Perfluorooctane sulfonate (PFOS) is a perfluoroalkyl acid (PFAA) and a persistent environmental contaminant found in the tissues of humans and wildlife. Although blood levels of PFOS have begun to decline, health concerns remain because of the long half-life of PFOS in humans. Like other PFAAs, such as, perfluorooctanoic acid (PFOA), PFOS is an activator of peroxisome proliferator-activated receptor-alpha (PPAR 𝛼 ) and exhibits hepatocarcinogenic potential in rodents. PFOS is also a developmental toxicant in rodents where, unlike PFOA, its mode of action is independent of PPAR 𝛼 . Wild-type (WT) and PPAR 𝛼 -null (Null) mice were dosed with 0, 3, or 10 mg/kg/day PFOS for 7 days. Animals were euthanized, livers weighed, and liver samples collected for histology and preparation of total RNA. Gene profiling was conducted using Affymetrix 430_2 microarrays.
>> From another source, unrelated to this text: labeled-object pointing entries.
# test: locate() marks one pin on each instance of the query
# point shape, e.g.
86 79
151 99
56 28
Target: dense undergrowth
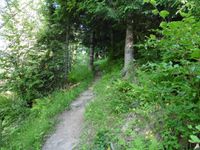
159 108
25 128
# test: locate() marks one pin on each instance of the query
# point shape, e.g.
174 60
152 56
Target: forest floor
68 130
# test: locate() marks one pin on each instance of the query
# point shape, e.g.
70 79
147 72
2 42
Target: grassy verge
29 132
111 120
146 114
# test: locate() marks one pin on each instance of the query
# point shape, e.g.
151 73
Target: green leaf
155 11
164 14
153 2
194 139
195 54
198 127
163 24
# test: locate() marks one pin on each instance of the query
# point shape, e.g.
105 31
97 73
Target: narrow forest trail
68 130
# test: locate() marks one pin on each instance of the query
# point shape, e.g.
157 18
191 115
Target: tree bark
66 54
129 50
92 46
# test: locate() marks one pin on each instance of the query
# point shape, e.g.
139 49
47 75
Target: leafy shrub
79 73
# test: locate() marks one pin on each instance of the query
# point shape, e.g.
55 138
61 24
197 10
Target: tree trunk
128 51
92 46
66 55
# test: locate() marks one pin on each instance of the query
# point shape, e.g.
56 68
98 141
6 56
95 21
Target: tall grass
41 118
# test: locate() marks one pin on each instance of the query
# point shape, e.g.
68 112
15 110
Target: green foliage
26 134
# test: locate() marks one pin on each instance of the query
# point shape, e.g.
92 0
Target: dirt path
68 130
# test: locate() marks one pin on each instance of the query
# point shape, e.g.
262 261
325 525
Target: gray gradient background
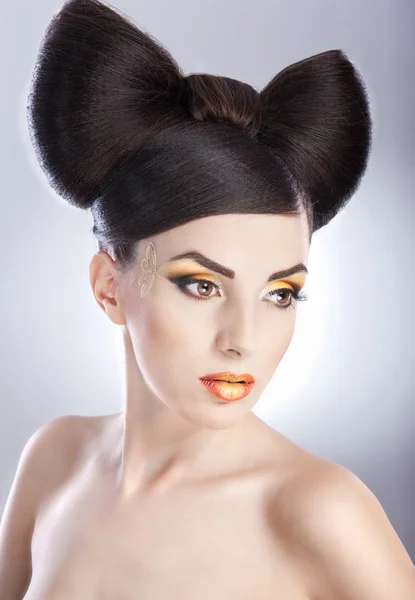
345 388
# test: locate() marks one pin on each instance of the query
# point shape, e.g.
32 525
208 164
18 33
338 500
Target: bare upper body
275 527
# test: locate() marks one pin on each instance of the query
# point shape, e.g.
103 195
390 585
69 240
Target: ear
104 277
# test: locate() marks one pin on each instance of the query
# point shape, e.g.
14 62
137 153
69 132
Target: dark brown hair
117 127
In WT mice, PFOS induced changes that were characteristic of PPAR 𝛼 transactivation including regulation of genes associated with lipid metabolism, peroxisome biogenesis, proteasome activation, and inflammation. PPAR 𝛼 -independent changes were indicated in both WT and Null mice by altered expression of genes related to lipid metabolism, inflammation, and xenobiotic metabolism. Such results are similar to studies done with PFOA and are consistent with modest activation of the constitutive androstane receptor (CAR), and possibly PPAR 𝛾 and/or PPAR 𝛽 / 𝛿 . Unique treatment-related effects were also found in Null mice including altered expression of genes associated with ribosome biogenesis, oxidative phosphorylation, and cholesterol biosynthesis. Of interest was up-regulation of Cyp7a1, a gene which is under the control of various transcription regulators. Hence, in addition to its ability to modestly activate PPAR 𝛼 , PFOS induces a variety of PPAR 𝛼 -independent effects as well.